The Sarge and Rickard were strapping on breast plates. Ty stood in the doorway fingering the pommel of the heavy short sword on his hip and glancing back toward the stairs.
“What is going on?” Phin finally decided to ask.
“Nothing you need be concerned about, Wizard.” The Sarge belted his own sword around his waist. “Though it looks as if we may be getting into Vod’Adia on time after all.”
Ty chuckled and clashed a gauntleted hand against his tower shield. Soft chanting began in the next bunkroom, and red light played across the floorboards from the crack under the door.
*
Nesha-tari’s people had been given space in a Shugak barracks, but she spent her days and nights up in a watch tower out of which a stern blue glare had cleared the hobgoblin guards. By the last night before the Opening of Vod’Adia she was lying on her side and curled into a ball next to the trapdoor leading below, knees to her chest and eyes screwed shut. Every inhalation brought the stench of humanity into her nostrils and made her shudder as her stomach growled.
She heard the slap of bullywug feet approaching at a hop on the ground below, and recognized Kerek by his jingling adornments. Nesha-tari’s eyes snapped open like two blue lamps in the night. She scrambled to the edge of the tower to look down.
“You found him?” she hissed, but Kerek heard her plainly.
“He has finally activated a spell. A call unto his god. Your people are getting ready.”
Nesha-tari was ready. She put a hand on the railing and pounced over it, landing on the ground four stories below on her toes and fingertips.
*
Tilda and Dugan stood up as a middle-aged Jobian woman approached in a long blue dress and a leather apron. The Builder’s device was stitched on the apron and her hair was wrapped in cloth in the style of an Orstavian bushka. She was of a matronly demeanor, and smiled warmly.
“The Builder’s blessing be upon you. I am Sister Paveline. I am told you seek some folk who may have sought our aid?”
“Yes, Sister,” Dugan answered and Tilda allowed him to speak, figuring he was more familiar with Codian priests and their customs.
“It would have been as many as five men, but maybe less. All Codians, Beoan or Gwethellen, from their twenties to one balding fellow about forty. They may have seemed like Legion men in their manners, though they were probably not in uniform.”
Sister Paveline raised a brown eyebrow with a grey streak.
“Veterans?”
“Ah, no Ma’am.
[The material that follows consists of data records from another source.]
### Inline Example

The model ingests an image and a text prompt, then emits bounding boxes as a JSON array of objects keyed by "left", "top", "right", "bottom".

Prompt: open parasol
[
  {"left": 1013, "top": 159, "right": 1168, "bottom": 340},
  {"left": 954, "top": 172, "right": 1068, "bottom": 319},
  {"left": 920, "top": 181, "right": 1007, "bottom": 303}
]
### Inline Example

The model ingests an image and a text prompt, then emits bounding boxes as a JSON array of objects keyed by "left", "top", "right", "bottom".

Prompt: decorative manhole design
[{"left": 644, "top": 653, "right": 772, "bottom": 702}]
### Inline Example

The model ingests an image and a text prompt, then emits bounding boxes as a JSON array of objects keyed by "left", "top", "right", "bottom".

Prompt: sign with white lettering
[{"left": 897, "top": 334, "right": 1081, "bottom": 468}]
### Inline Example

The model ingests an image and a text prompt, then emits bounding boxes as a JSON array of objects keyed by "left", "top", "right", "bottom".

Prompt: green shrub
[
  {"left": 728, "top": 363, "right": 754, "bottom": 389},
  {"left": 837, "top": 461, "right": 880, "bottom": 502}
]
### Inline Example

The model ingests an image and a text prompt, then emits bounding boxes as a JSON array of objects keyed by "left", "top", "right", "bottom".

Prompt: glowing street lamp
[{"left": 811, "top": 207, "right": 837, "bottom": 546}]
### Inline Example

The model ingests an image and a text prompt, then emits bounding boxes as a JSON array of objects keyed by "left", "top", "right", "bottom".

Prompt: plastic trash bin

They are renegade.”
The priestess frowned sharply.
“Their leader would have had green eyes, Sister,” Tilda said. “Very striking.”
Sister Paveline looked surprised, but she shook her head.
“I am sorry, but the only men we have seen here who looked like legionnaires, were actual legionnaires. There was a green-eyed fellow and two others, but they were in full uniform. Nor did they seek our aid, nor succor.”
“Wait,” Dugan held up a hand. “The Empire has soldiers stationed here?”
“I did not think so, but these men were on a mission.” Paveline looked between Dugan and Tilda. “The two of you arrived here with the pair from Daul, yes?”
“Yes,” Tilda said. “Why?”
“Well, the Legion men were here specifically to greet anyone from Daul seeking refuge in the Empire. Given the cost and danger of traversing the Wilds we hardly expected anyone like that to show up here, and no one had. Until tonight.”
Tilda stared, and a bead of cold sweat trickled down her spine to the small of her back under her layered clothing and armor. Something was terribly, terribly wrong. She did not know quite what it was, but she was sure of it.
“Where did Claudja and Towsan go?” she asked.
“Those are your friends from Daul? I understand Brother Heggenauer was taking them to meet the legionnaires at their inn, south of here.”
“What inn?” Dugan asked calmly. Sister Paveline winced.
“It is called the Dead Possum. Five blocks down at an intersection with a willow tree in the center. You can’t miss it as the sign is very…graphic.”
Tilda was still for one second. Then she dropped her pack and saddlebags and was running flat out.